EPA to scale back coal power plant rules

    November 4, 2019

    The U.S. Environmental Protection Agency (EPA) announced it would roll back regulations on how coal-fired power plants dispose of coal ash waste. The new rule will allow for extensions that could keep unlined coal ash waste ponds open for up to eight additional years and allow plants to discharge wastewater that captures the waste through a membrane system, though many plants would be exempt.

    The rule relaxation comes as companies in the coal industry claimed in court that the current rules that was enacted in 2015 were unaffordable.
    In a statement, EPA Administrator Andrew Wheeler said the Obama-era rules “placed heavy burdens on electricity producers across the country.”
    “These proposed revisions support the Trump administration’s commitment to responsible, reasonable regulations,” Wheeler said, “by taking a common-sense approach that will provide more certainty to U.S. industry while also protecting public health and the environment.”

    The Washington Post reported that Trump administration officials revised the standards in response to recent court rulings, as well as to petitions from companies that said they could not afford to meet stringent requirements enacted under the Obama administration.

    In 2018, power plants were slated to comply with the 2015 rule and close those coal ash ponds leaking contaminants into ground water that exceeded federal protection standards by April 2019. The Trump administration extended that deadline until October 2020 in a rule it finalized last year.

    In August 2018, the U.S. Court of Appeals for the D.C. Circuit instructed the EPA to require that companies overhaul ponds, including those lined with clay and compacted soil, even if there was no evidence that sludge was leaking into ground water.

    Under the new proposal, companies will have to stop placing coal ash into unlined storage ponds near waterways by Aug. 31, 2020, and either retrofit these sites to make them more secure or begin to close them.
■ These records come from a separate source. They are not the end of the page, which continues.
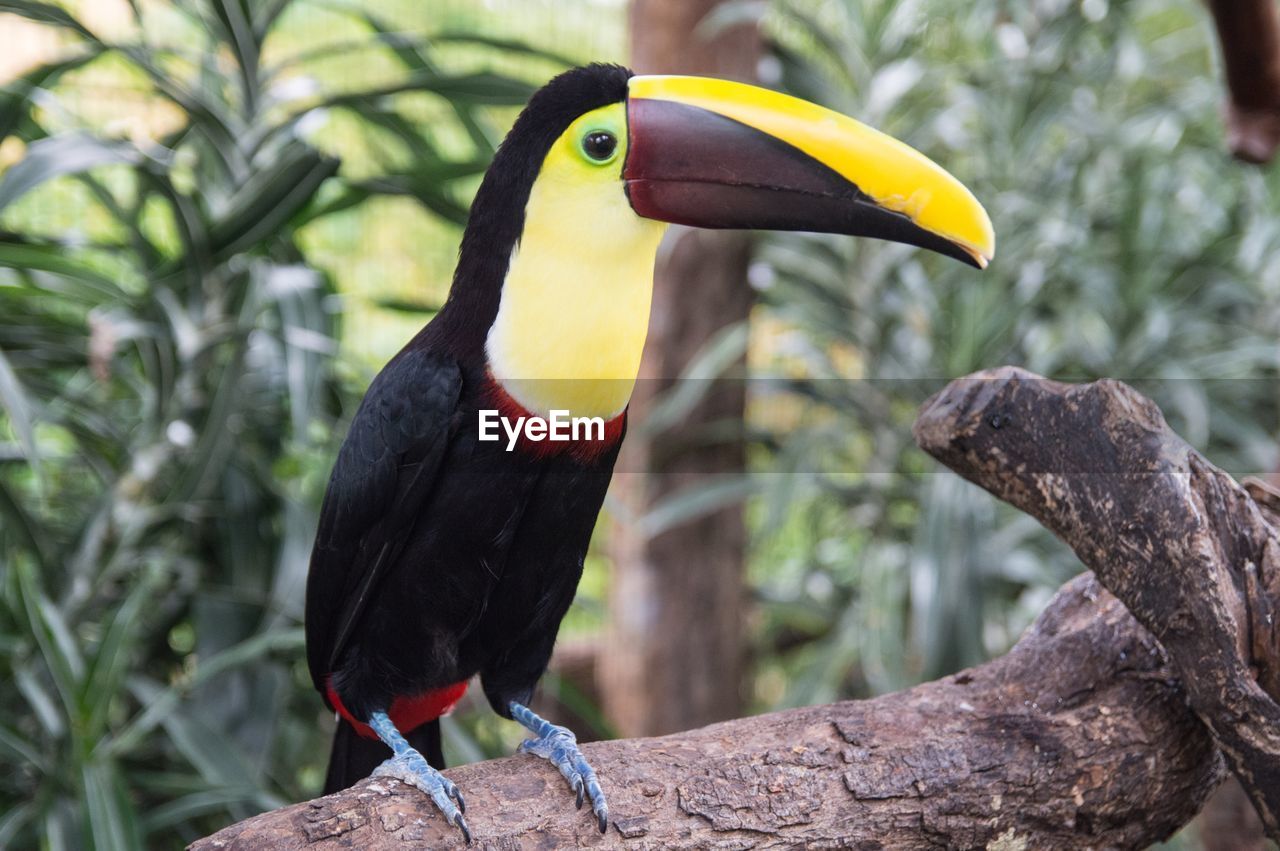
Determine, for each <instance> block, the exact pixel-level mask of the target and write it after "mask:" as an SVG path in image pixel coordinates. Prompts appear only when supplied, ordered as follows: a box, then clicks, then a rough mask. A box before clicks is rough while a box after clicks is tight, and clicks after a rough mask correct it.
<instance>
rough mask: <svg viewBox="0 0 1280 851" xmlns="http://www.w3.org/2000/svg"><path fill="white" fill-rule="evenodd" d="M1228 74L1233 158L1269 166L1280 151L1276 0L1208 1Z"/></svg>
mask: <svg viewBox="0 0 1280 851" xmlns="http://www.w3.org/2000/svg"><path fill="white" fill-rule="evenodd" d="M1208 8H1210V10H1211V12H1212V13H1213V23H1215V24H1216V27H1217V40H1219V44H1220V45H1221V49H1222V65H1224V70H1225V72H1226V87H1228V95H1229V100H1228V106H1226V134H1228V139H1226V141H1228V146H1229V147H1230V148H1231V154H1234V155H1235V156H1236V157H1239V159H1242V160H1244V161H1247V163H1270V161H1271V157H1272V156H1275V151H1276V147H1277V146H1280V18H1277V15H1276V6H1275V0H1208Z"/></svg>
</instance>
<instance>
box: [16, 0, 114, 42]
mask: <svg viewBox="0 0 1280 851" xmlns="http://www.w3.org/2000/svg"><path fill="white" fill-rule="evenodd" d="M4 13H9V14H14V15H18V17H20V18H27V19H28V20H35V22H37V23H46V24H51V26H54V27H61V28H63V29H70V31H72V32H74V33H77V35H79V36H83V37H84V38H87V40H90V41H97V36H95V35H93V33H92V32H90V29H88V28H87V27H84V24H82V23H81V22H79V20H78V19H76V17H74V15H72V14H70V13H69V12H67V10H65V9H61V8H60V6H55V5H52V4H49V3H35V0H0V14H4Z"/></svg>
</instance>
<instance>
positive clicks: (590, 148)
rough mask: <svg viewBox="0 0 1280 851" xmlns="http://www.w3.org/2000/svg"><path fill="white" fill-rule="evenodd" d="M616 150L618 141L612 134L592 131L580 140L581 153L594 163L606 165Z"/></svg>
mask: <svg viewBox="0 0 1280 851" xmlns="http://www.w3.org/2000/svg"><path fill="white" fill-rule="evenodd" d="M617 150H618V139H616V138H614V137H613V133H605V132H604V131H593V132H590V133H588V134H586V137H584V138H582V152H584V154H586V155H588V156H589V157H590V159H593V160H595V161H596V163H608V161H609V160H611V159H612V157H613V152H614V151H617Z"/></svg>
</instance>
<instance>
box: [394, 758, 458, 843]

Unlike the Obama-era rules, the EPA will allow greater leeway and more time for operators to request extensions ranging from 90 days to three years, until Oct. 15, 2023, if they can persuade regulators that they need more time to properly dispose of the waste.

    Moreover, if a company can demonstrate that it is shutting down a coal boiler, it can petition to keep its storage ponds open for as long as eight years, depending on their size. Slurry ponds smaller than 40 acres could get approval to stay in place until Oct. 15, 2023, officials said, while larger ones could remain open until Oct. 15, 2028.